[<prev] [next>] [thread-next>] [day] [month] [year] [list]
Message-Id: <20240705103853.21235-1-florian.kauer@linutronix.de>
Date: Fri, 5 Jul 2024 12:38:53 +0200
From: Florian Kauer <florian.kauer@...utronix.de>
To: toke@...hat.com,
ast@...nel.org,
daniel@...earbox.net,
john.fastabend@...il.com
Cc: Florian Kauer <florian.kauer@...utronix.de>,
davem@...emloft.net,
kuba@...nel.org,
hawk@...nel.org,
edumazet@...gle.com,
pabeni@...hat.com,
andrii@...nel.org,
martin.lau@...ux.dev,
eddyz87@...il.com,
song@...nel.org,
yonghong.song@...ux.dev,
kpsingh@...nel.org,
sdf@...gle.com,
haoluo@...gle.com,
jolsa@...nel.org,
netdev@...r.kernel.org,
bpf@...r.kernel.org,
linux-kernel@...r.kernel.org,
xdp-newbies@...r.kernel.org
Subject: [PATCH] bpf: provide map key to BPF program after redirect
Both DEVMAP as well as CPUMAP provide the possibility
to attach BPF programs to their entries that will be
executed after a redirect was performed.
With BPF_F_BROADCAST it is in also possible to execute
BPF programs for multiple clones of the same XDP frame
which is, for example, useful for establishing redundant
traffic paths by setting, for example, different VLAN tags
for the replicated XDP frames.
Currently, this program itself has no information about
the map entry that led to its execution.
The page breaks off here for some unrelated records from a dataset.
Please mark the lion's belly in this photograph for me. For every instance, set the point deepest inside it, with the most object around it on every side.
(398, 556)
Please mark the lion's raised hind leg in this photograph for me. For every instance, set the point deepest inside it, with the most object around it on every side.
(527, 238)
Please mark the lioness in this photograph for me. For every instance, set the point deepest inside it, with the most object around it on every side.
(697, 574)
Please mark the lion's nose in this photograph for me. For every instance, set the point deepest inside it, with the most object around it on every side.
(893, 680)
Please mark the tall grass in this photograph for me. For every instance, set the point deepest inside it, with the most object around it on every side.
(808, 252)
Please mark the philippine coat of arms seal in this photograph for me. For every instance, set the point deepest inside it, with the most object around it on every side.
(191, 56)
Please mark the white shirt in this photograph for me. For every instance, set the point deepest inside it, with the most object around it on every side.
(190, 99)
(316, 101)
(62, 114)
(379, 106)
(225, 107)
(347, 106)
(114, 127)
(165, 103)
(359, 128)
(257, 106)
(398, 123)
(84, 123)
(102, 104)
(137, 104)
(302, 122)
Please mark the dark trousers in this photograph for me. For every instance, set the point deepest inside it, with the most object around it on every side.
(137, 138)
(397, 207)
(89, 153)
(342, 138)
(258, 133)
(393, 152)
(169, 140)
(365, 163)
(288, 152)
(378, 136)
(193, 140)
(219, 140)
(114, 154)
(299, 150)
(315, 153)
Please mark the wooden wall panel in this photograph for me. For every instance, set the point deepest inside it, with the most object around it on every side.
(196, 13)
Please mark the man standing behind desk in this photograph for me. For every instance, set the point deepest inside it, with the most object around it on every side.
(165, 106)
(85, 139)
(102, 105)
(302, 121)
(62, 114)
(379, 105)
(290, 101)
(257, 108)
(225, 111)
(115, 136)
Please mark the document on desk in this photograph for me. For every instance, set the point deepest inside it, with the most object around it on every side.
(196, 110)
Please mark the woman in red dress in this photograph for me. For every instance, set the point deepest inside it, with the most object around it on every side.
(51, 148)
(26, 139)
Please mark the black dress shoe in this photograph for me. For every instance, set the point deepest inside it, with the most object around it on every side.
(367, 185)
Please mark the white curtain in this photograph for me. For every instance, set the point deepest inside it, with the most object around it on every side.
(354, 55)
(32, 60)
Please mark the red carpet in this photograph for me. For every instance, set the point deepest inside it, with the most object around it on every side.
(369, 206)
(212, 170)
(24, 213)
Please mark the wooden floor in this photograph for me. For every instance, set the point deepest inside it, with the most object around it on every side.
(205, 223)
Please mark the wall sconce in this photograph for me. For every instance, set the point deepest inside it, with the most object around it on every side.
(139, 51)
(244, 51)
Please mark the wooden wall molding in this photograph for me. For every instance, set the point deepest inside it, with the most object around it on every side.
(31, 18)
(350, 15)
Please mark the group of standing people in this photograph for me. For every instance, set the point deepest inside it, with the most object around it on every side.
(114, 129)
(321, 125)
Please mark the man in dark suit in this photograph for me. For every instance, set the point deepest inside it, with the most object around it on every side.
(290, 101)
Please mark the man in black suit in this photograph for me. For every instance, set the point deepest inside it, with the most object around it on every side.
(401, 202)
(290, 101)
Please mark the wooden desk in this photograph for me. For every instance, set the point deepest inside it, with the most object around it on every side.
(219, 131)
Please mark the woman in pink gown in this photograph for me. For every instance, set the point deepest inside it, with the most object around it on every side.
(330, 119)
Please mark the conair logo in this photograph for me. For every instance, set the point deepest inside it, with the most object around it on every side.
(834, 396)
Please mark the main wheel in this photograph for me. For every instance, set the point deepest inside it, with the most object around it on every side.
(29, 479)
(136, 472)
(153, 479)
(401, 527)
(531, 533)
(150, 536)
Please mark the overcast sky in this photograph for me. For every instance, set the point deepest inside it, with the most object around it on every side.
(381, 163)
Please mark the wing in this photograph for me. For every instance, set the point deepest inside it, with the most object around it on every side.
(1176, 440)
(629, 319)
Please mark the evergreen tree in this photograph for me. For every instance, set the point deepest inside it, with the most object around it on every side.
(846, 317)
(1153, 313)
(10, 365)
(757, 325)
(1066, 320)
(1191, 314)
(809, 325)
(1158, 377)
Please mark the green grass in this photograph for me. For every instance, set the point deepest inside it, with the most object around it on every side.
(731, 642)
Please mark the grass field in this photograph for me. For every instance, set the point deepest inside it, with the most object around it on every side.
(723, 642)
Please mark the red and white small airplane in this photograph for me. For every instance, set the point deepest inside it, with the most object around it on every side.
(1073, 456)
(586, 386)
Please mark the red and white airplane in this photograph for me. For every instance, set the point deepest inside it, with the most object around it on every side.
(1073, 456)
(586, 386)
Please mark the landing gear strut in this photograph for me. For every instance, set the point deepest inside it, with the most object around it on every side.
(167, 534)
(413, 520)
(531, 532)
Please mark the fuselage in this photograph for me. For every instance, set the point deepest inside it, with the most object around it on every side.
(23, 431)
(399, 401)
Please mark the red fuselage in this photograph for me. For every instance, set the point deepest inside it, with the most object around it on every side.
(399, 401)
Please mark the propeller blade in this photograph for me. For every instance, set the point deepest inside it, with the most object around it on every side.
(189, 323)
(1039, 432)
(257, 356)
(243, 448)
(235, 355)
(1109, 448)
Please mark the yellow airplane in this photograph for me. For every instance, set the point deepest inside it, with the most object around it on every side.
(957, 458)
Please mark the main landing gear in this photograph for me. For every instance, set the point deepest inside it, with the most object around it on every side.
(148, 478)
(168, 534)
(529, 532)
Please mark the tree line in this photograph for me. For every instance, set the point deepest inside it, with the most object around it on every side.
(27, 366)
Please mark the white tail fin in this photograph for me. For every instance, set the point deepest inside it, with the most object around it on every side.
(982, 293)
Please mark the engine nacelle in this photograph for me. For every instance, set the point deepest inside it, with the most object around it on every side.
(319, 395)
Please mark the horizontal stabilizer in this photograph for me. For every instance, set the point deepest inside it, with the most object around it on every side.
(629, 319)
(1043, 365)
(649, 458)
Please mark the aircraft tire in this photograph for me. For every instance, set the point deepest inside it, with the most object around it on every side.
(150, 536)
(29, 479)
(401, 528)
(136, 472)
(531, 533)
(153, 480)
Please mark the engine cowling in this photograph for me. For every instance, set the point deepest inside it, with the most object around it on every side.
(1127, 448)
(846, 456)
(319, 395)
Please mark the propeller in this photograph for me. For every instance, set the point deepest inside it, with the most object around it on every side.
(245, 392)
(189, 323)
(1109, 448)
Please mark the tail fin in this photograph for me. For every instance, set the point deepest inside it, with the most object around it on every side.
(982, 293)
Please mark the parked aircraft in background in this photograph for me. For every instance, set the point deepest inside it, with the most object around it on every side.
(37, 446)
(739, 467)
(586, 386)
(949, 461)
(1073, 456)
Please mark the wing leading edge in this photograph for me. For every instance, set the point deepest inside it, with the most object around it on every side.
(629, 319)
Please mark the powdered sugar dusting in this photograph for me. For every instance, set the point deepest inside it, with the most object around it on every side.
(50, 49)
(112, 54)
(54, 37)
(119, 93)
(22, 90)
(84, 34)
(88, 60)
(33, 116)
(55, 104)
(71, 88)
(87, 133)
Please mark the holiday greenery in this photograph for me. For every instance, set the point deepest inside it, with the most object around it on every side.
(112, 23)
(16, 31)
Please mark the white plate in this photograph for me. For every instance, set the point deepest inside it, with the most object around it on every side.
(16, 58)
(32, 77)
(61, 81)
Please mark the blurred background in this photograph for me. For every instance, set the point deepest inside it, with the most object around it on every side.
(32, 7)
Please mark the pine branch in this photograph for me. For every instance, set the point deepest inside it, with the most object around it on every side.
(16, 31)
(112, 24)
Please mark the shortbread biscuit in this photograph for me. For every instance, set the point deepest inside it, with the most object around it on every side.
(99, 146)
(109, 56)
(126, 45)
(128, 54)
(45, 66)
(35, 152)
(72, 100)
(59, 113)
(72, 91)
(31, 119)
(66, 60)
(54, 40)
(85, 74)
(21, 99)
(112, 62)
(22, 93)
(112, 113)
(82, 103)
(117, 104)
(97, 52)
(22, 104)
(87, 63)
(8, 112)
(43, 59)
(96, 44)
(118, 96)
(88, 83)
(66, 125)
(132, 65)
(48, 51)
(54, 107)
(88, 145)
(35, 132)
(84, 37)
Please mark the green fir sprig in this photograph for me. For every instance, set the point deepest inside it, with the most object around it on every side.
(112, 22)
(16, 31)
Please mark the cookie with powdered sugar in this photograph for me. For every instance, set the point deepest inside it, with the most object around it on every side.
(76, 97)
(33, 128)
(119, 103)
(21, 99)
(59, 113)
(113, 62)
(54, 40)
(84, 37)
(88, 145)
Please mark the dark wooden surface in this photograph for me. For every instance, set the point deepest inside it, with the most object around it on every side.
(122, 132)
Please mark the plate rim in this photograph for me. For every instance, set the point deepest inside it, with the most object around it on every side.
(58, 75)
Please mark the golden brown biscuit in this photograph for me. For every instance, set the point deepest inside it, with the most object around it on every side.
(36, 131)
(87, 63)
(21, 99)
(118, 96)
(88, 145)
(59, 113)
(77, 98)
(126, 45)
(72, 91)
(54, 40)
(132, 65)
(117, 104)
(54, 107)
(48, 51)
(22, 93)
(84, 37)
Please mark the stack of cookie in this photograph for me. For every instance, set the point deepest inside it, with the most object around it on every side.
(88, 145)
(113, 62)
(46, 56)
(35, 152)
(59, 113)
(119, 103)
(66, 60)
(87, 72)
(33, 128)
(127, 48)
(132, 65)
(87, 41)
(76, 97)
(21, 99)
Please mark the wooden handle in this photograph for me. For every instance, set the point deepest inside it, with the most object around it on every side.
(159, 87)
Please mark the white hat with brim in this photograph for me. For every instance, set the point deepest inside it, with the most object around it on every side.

While egress_ifindex
can be used to get this information indirectly and can
be used for path dependent processing of the replicated frames,
it does not work if multiple entries share the same egress_ifindex.
Therefore, extend the xdp_md struct with a map_key
that contains the key of the associated map entry
after performing a redirect.
See
https://lore.kernel.org/xdp-newbies/5eb6070c-a12e-4d4c-a9f0-a6a6fafa41d1@linutronix.de/T/#u
for the discussion that led to this patch.
Signed-off-by: Florian Kauer <florian.kauer@...utronix.de>
---
include/net/xdp.h | 3 +++
include/uapi/linux/bpf.h | 2 ++
kernel/bpf/devmap.c | 6 +++++-
net/core/filter.c | 18 ++++++++++++++++++
4 files changed, 28 insertions(+), 1 deletion(-)
diff --git a/include/net/xdp.h b/include/net/xdp.h
index e6770dd40c91..e70f4dfea1a2 100644
--- a/include/net/xdp.h
+++ b/include/net/xdp.h
@@ -86,6 +86,7 @@ struct xdp_buff {
struct xdp_txq_info *txq;
u32 frame_sz; /* frame size to deduce data_hard_end/reserved tailroom*/
u32 flags; /* supported values defined in xdp_buff_flags */
+ u64 map_key; /* set during redirect via a map */
};
static __always_inline bool xdp_buff_has_frags(struct xdp_buff *xdp)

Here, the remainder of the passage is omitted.